Paus Alexander VII

Italiaans paus

Paus Alexander VII (Siena, 13 februari 1599Rome, 22 mei 1667) was paus van 1655 tot 1667. Voordien was hij een pauselijk nuntius die deel nam aan de onderhandelingen voor de Vrede van Westfalen.

Alexander VII
Fabio Chigi
13 februari 1599 – 22 mei 1667
Paus Alexander VII
Paus
Periode 1655–1667
Voorganger Innocentius X
Opvolger Clemens IX
Lijst van pausen
Portaal  Portaalicoon   Christendom

Biografie

bewerken

Hij werd geboren als Fabio Chigi in een van de machtigste Italiaanse families van zijn tijd. Chigi kreeg een meer dan degelijke opleiding, die hem later goed zou dienen tot het verwerven van het pausschap. Op zijn zevenentwintigste behaalde hij de doctoraten in de filosofie, de rechten en de theologie aan de Universiteit van Siena.

Hij was achtereenvolgens inquisiteur op Malta en pauselijk nuntius in Keulen, waar hij deel nam aan de onderhandelingen voor de Vrede van Westfalen, die een einde maakte aan de Dertigjarige Oorlog. Samen met de Venetiaanse diplomaat Luigi Alvise Contarini had hij de opdracht het overleg tussen de oorlogvoerende partijen te vergemakkelijken. Hij stuurde wekelijks verslagen naar het Vaticaan.

In 1651 verzocht paus Innocentius X hem naar Rome komen. Daar benoemde hij hem tot kardinaal in februari 1652.[1] Als een van de eersten was hij op de hoogte van de wens tot bekering van Christina I van Zweden.

Na de dood van Innocentius X in 1655 werd een opvolger gezocht met diplomatieke ervaring die getuigde van spirituele diepgang. Chigi bleek de beste kandidaat en werd op 7 april 1655, na een conclaaf van tachtig dagen, tot paus benoemd. Hij koos voor zichzelf de naam Alexander VII, naar zijn voorganger die ook van Siena afkomstig was.[2] De kardinalen hoopten eveneens dat Alexander een einde zou maken aan het in die dagen gebruikelijke pauselijke nepotisme. Helaas benoemde Alexander al spoedig allerlei familieleden op hoge goedbetaalde burgerlijke en geestelijke posten binnen het Vaticaan, alsook eigen vorstelijke paleizen en landerijen.

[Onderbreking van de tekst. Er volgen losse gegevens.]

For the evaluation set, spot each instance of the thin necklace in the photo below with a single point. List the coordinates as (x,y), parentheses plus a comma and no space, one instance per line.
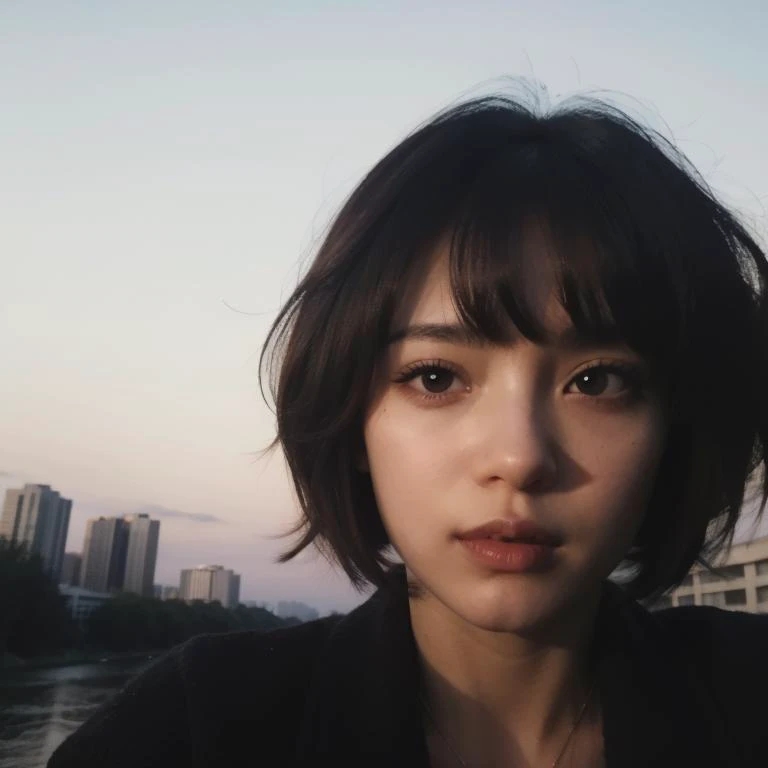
(464,763)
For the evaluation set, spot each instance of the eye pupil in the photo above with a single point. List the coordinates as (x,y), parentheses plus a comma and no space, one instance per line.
(436,382)
(592,382)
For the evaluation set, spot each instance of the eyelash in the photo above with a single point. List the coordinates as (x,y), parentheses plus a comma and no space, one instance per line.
(633,378)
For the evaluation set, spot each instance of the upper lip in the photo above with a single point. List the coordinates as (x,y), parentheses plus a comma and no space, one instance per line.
(524,531)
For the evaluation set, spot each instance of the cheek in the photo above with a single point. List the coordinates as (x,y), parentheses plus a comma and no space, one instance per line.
(622,468)
(409,467)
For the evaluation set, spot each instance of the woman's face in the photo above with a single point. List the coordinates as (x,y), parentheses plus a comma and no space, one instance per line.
(564,435)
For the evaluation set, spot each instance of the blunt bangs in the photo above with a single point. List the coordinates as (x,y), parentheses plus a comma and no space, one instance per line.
(640,252)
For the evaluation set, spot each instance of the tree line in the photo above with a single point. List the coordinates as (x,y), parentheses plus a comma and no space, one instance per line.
(35,619)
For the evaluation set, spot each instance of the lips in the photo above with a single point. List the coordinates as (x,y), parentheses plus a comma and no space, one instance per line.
(512,531)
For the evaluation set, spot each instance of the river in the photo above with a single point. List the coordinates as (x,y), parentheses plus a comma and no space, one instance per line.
(39,708)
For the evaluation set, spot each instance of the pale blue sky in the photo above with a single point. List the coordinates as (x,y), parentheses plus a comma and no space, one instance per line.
(167,166)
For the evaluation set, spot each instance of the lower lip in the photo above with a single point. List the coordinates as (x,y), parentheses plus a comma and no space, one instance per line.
(511,557)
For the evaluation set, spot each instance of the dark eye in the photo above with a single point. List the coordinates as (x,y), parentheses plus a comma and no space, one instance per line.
(437,380)
(600,381)
(431,379)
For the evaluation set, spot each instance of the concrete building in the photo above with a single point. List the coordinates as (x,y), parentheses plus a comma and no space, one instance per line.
(169,593)
(209,583)
(104,554)
(70,569)
(143,539)
(38,517)
(741,583)
(287,609)
(82,602)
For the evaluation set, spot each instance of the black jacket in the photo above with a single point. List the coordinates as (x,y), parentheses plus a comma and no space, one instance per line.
(682,687)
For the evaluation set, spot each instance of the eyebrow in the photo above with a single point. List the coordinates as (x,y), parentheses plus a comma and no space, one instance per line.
(450,333)
(453,333)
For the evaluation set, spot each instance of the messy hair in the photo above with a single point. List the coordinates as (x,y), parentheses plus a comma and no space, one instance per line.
(644,253)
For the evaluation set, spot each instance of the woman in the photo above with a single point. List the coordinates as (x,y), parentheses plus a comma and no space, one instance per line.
(529,354)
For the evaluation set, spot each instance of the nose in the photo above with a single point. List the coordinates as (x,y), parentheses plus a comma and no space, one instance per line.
(515,445)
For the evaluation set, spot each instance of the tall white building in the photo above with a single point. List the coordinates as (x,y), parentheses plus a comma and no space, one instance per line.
(141,559)
(209,583)
(740,584)
(38,517)
(104,553)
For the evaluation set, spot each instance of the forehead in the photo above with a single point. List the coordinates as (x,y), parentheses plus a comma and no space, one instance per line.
(428,297)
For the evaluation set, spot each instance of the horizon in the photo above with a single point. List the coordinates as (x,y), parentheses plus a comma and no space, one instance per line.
(169,172)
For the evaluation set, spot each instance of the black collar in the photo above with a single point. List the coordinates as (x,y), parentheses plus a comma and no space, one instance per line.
(363,706)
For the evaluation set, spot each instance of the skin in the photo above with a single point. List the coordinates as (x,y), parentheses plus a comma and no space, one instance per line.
(508,432)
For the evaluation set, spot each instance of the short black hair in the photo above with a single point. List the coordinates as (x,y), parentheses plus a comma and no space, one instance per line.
(644,252)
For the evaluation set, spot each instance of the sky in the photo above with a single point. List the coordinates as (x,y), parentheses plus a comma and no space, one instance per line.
(168,169)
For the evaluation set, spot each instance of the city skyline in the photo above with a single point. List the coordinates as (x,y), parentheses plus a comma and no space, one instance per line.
(169,172)
(37,517)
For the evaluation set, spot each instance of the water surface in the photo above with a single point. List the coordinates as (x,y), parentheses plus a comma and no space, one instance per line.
(39,708)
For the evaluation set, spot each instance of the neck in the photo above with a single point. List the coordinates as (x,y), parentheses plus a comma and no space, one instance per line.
(502,696)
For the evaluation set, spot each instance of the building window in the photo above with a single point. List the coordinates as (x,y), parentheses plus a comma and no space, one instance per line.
(722,599)
(727,572)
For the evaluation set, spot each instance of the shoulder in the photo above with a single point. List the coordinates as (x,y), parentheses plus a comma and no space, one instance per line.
(725,651)
(213,689)
(715,628)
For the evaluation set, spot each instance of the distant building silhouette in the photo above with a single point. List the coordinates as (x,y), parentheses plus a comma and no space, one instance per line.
(70,569)
(104,553)
(741,583)
(120,554)
(38,517)
(140,562)
(287,609)
(82,602)
(209,583)
(169,593)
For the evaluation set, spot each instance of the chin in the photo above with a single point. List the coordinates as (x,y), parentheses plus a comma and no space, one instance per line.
(503,607)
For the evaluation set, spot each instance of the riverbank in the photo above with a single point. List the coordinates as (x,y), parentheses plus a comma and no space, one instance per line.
(68,658)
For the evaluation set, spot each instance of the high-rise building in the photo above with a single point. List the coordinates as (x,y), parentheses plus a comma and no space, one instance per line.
(104,554)
(738,583)
(143,538)
(290,609)
(209,583)
(169,593)
(38,517)
(70,569)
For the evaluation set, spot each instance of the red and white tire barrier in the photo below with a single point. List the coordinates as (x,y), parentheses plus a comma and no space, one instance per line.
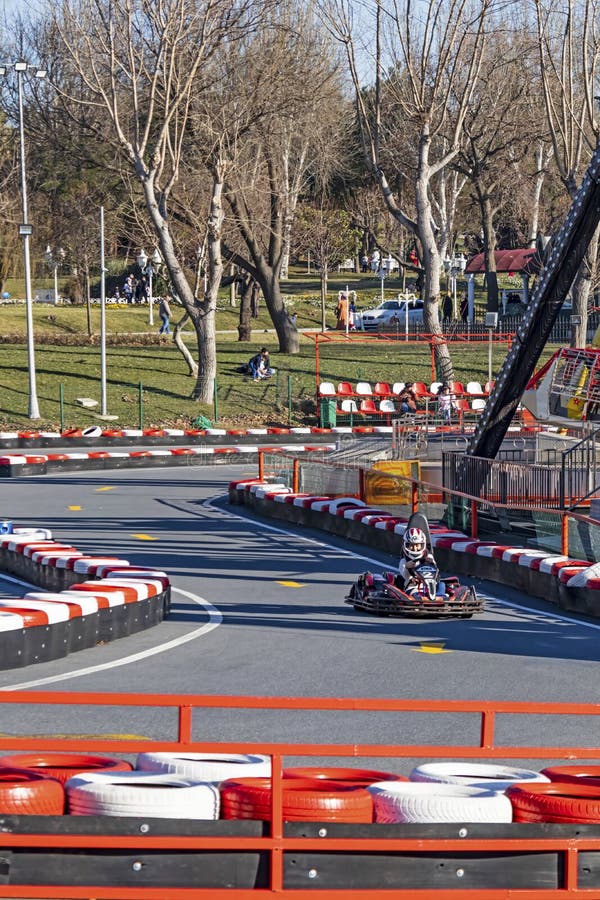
(486,777)
(422,803)
(62,766)
(206,767)
(141,794)
(303,800)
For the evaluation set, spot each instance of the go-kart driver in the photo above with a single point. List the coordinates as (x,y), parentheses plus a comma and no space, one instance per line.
(414,555)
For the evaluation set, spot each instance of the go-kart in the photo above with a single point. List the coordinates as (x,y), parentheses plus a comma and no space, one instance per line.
(427,595)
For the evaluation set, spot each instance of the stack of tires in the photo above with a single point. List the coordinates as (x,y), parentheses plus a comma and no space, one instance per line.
(209,786)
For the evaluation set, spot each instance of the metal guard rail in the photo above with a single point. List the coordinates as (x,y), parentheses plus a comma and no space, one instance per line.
(276,843)
(416,486)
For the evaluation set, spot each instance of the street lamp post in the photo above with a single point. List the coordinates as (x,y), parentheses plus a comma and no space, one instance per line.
(25,231)
(54,261)
(150,268)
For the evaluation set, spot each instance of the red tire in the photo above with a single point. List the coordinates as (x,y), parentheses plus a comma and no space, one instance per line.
(30,617)
(555,802)
(303,800)
(573,774)
(357,777)
(63,766)
(25,793)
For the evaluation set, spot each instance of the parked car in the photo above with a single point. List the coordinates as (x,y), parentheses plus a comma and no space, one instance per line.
(391,313)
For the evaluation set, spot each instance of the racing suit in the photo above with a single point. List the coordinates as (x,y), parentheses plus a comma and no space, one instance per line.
(405,579)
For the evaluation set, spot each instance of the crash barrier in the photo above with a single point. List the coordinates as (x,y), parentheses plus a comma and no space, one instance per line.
(86,600)
(286,848)
(17,465)
(76,438)
(547,530)
(572,584)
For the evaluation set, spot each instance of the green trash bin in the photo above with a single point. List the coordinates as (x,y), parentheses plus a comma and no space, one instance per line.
(328,414)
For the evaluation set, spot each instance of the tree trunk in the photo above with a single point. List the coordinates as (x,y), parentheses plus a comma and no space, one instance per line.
(245,322)
(541,161)
(432,266)
(199,313)
(205,331)
(178,341)
(489,248)
(287,333)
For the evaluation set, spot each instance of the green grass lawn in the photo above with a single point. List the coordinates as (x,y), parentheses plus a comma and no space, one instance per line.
(153,370)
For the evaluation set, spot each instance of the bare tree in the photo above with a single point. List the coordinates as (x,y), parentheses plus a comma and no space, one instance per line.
(329,235)
(290,81)
(496,139)
(139,63)
(429,70)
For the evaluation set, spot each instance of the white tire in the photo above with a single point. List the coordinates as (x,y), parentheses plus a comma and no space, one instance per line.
(141,794)
(487,777)
(406,801)
(207,767)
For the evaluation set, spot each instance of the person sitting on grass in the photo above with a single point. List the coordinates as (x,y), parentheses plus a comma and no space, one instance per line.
(259,365)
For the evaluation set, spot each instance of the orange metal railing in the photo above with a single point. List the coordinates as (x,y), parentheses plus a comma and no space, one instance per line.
(488,717)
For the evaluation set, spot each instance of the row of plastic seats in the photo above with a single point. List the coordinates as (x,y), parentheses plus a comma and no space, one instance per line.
(384,390)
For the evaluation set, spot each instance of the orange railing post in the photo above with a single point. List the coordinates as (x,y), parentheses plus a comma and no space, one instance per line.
(564,534)
(261,465)
(474,523)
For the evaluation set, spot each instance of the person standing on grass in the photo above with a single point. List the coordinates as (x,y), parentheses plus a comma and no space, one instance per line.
(164,311)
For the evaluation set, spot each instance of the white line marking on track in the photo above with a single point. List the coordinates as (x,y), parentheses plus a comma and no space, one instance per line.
(214,620)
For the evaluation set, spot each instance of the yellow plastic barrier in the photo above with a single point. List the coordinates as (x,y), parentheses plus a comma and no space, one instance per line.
(382,488)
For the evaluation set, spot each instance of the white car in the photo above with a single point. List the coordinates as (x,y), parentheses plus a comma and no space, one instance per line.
(392,314)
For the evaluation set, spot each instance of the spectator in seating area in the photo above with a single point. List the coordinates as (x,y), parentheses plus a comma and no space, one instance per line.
(447,403)
(408,399)
(259,365)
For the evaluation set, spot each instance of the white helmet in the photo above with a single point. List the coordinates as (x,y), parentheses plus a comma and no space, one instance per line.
(415,544)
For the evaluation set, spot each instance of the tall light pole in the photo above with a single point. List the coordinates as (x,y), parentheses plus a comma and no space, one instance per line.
(25,231)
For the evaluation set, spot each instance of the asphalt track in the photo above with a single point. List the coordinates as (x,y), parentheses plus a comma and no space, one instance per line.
(258,610)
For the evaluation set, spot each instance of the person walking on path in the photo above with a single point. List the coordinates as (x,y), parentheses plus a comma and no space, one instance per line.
(164,311)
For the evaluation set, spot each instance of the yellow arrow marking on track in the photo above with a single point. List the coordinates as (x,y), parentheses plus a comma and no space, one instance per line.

Hij moest de Corsicaanse Garde ontbinden na de beschieting op de hertog van Créquy, de ambassadeur van het koninkrijk Frankrijk bij de Heilige Stoel.

Hij was een intelligent persoon met ruime interesses voor de kunsten en hij hield van nieuwigheden, doch steevast in een traditioneel kader. De architectuur en beeldhouwkunst waren zeer belangrijk voor hem. Zijn interesse voor andere kunstvormen zoals schilderkunst was eerder beperkt, tenzij er een rechtstreekse link met architectuur duidelijk was. Hij zag architectuur vooral in een ruimere context: het ging hem niet om de afzonderlijke gebouwen, maar om de totale stedelijke structuur.

Hij beschouwde de Kerk en de architectuur als steunpilaren voor de samenleving.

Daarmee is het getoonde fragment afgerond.